Dari formulir KPSP dan KPME tidak menunjukkan adanya penyimpangan hanya saja
dalam penyampaian bicara Brahim menunjukkan fase perkembangan bahasa di umur 3 tahun
karena pengucapannya masih belum sempurna dan penyampaian yang sangat lambat meski
sudah menggunakan kalimat lengkap. Dari informasi yang diberikan sang ibu hal ini berjalan
baik sejak Brahim melakukan terapi untuk keterlambatan bicara dan diperbolehkan untuk
bermain ke luar rumah sehingga perkembangan bahasanya menjadi lebih cepat.
Stimulus yang diberikan oleh orangtua Brahim sangat tepat dalam menyikapi putra
mereka yang mengalami keterlambatan bicara sehingga mereka sekarang dapat menikmati
dan memberikan stimulus yang sesuai dengan umurnya. Hal ini menjadi catatan buat mereka
dalam memberikan stimulus yang terbaik untuk putra mereka yang ketiga.
PENUTUP

Kesimpulan yang kami peroleh dari membandingkan kedua anak tersebut adalah Kahfi dan
Brahim mengalami keterlambatan dalam bicara dan bahasa disebabkan pada waktu dia
berumur 0- 2 mereka hanya mendapatkan stimulus di rumah saja tanpa diperkenankan untuk
bermain di luar rumah. Namun perbedaannya yaitu orang tua Ibrahim ketika mengetahui
masalah yang terjadi pada putranya segera mengonsultasikannya kepada psikolog sehingga
dia mendapatkan terapi yang tepat. Tidak hanya itu kedua orang tua Kahfi dan Brahim pun
membolehkan mereka bermain di luar rumah sehingga mereka berdua mengalami
perkembangan yang cepat hanya saja perbedaan keduanya yaitu Kahfi dapat menyampaikan
kata dalam bentuk kelimat dengan jelas namun kurang terarah sedangkan Brahim dapat lancat
bicara dengan kalimat yang kurang jelas namun terarah. Hal ini kemungkinan terjadi karena
Brahim mendapatkan terapi sebelumnya sedangkan Kahfi tidak.
DAFTAR PUSTAKA

Ahmad, Nusaibah dan Lailah, Amr Abu. (2009). The Secret of Childhood. Pustaka Al-kautsar.
Jakarta. Hal 76.

Feist, Jess dan Feist, Gregory J. (2014). Teori Kepribadian Theories Of Personality. Salemba
Humanika.
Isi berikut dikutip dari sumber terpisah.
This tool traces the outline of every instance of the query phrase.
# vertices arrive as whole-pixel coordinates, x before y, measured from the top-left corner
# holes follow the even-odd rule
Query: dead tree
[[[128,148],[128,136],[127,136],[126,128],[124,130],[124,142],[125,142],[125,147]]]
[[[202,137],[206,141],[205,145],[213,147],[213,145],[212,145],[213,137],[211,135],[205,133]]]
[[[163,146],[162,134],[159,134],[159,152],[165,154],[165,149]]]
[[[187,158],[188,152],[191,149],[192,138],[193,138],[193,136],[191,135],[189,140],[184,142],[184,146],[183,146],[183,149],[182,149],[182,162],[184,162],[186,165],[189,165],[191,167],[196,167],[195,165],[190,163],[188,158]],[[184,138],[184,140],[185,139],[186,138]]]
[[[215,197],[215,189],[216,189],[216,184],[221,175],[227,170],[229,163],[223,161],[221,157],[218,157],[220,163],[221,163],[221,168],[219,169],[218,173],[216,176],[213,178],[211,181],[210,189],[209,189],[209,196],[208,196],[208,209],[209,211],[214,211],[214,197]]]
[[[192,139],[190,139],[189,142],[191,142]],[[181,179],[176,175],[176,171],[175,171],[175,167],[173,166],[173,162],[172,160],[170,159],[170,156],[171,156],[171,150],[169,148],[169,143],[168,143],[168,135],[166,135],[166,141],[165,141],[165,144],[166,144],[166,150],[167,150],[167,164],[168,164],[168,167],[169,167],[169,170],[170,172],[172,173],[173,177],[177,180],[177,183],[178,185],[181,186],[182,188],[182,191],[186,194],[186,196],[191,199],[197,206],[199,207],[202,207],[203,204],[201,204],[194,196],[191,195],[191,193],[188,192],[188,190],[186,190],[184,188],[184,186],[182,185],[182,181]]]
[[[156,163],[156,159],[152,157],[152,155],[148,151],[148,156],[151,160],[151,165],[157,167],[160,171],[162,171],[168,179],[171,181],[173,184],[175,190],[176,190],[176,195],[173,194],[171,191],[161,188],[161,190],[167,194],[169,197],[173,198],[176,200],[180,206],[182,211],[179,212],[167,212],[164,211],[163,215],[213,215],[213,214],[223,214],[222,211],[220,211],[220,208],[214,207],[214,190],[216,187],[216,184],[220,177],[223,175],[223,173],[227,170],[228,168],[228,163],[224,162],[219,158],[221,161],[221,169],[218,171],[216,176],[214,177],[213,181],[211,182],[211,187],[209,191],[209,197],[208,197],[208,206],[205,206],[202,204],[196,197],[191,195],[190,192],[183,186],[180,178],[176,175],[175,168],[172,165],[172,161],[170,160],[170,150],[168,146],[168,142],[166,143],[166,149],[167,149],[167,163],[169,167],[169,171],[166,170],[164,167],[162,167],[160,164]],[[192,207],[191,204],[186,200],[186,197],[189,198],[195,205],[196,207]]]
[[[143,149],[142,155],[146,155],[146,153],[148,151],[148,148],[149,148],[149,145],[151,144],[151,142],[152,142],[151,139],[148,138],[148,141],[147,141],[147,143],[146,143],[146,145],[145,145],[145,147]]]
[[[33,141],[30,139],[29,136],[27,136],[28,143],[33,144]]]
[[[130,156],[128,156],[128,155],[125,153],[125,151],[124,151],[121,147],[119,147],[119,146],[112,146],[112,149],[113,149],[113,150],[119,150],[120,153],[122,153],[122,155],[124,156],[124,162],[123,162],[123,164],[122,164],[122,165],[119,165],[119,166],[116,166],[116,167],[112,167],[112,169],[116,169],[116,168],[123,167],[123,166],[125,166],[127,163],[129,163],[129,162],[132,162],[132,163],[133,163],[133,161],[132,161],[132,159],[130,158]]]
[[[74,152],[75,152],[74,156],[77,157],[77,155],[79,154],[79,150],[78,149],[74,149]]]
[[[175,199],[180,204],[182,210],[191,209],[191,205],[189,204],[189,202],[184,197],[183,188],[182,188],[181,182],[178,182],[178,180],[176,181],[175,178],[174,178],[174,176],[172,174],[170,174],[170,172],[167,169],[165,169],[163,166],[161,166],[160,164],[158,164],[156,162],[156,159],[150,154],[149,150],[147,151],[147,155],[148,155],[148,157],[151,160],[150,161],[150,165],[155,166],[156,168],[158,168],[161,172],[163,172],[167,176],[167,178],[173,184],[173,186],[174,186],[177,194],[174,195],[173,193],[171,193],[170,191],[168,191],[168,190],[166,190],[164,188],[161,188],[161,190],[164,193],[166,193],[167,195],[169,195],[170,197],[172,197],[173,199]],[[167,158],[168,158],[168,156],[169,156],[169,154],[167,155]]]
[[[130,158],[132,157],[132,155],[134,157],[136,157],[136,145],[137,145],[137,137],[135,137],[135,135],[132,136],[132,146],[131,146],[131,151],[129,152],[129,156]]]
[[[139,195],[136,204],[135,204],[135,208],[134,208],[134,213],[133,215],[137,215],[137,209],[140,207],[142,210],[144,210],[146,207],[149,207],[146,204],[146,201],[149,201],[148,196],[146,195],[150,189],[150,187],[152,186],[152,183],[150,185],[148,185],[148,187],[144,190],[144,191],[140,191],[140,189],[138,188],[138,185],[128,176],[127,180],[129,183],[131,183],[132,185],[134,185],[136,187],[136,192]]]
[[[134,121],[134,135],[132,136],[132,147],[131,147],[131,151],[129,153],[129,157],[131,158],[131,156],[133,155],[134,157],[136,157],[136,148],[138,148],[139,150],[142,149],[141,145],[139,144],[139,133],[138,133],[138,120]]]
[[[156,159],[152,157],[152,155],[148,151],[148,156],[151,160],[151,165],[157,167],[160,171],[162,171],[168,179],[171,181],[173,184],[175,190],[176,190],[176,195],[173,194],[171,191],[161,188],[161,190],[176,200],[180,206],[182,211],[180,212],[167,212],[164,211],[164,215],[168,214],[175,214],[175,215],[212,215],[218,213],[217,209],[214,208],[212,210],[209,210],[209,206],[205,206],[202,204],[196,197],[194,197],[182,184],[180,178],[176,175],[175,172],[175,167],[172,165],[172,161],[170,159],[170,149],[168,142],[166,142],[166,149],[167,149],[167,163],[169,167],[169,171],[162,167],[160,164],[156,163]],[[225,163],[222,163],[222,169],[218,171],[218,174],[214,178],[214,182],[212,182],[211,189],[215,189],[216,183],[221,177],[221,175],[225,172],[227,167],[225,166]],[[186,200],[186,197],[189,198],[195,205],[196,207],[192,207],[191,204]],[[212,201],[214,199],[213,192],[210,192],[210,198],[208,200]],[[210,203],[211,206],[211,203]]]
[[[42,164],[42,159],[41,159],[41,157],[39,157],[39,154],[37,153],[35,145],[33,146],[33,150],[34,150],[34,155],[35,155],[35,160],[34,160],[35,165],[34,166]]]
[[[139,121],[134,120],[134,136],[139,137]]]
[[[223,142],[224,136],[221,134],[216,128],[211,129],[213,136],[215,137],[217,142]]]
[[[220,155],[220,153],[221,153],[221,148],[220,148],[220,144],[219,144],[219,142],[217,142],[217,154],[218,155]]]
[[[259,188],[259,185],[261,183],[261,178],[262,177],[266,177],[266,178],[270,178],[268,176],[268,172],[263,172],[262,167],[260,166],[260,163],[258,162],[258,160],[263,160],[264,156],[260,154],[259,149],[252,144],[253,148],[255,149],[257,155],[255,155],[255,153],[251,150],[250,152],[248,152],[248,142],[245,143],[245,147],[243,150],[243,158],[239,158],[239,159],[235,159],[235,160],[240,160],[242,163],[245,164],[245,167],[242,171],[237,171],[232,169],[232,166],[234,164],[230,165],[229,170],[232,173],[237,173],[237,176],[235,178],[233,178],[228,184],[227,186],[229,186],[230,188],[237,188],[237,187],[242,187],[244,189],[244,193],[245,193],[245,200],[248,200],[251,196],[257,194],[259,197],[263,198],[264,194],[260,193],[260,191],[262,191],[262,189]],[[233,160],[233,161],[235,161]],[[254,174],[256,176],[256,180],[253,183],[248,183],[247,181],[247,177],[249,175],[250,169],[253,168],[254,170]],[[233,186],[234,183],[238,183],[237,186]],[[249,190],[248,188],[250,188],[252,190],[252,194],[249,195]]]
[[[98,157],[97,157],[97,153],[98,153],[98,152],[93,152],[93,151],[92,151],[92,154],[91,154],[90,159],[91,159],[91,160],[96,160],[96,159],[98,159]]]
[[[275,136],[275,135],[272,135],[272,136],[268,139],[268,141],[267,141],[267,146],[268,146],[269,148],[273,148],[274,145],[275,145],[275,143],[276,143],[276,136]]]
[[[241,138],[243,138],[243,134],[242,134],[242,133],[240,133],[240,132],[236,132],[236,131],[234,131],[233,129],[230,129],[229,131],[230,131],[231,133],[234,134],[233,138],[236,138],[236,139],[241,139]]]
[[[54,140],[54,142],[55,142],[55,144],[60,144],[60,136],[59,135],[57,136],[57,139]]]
Jakarta. Hal 300.

Hastuti, Eko Widhi dan K, Lydia Ersta (2017). Meningkatkan Perkembangan Bahasa Anak Usia 4-
5 Tahun Melalui Bermain Pesan Berantai. Jurnal Audi. Volume II (2) :91-97.

Manurung, Ade Karunia Rizky. (2019). Optimization of Speaking Ability in Early Childhood.
Early Childhood Research Journal. VOL. 02 No 2: 58-63.

Santrock, J. W. (2012). Life Span Development Perkembangan Masa-Hidup Edisi


ketigabelas Jilid 1. Edisi 13, Erlangga. New York. Hal 264-266.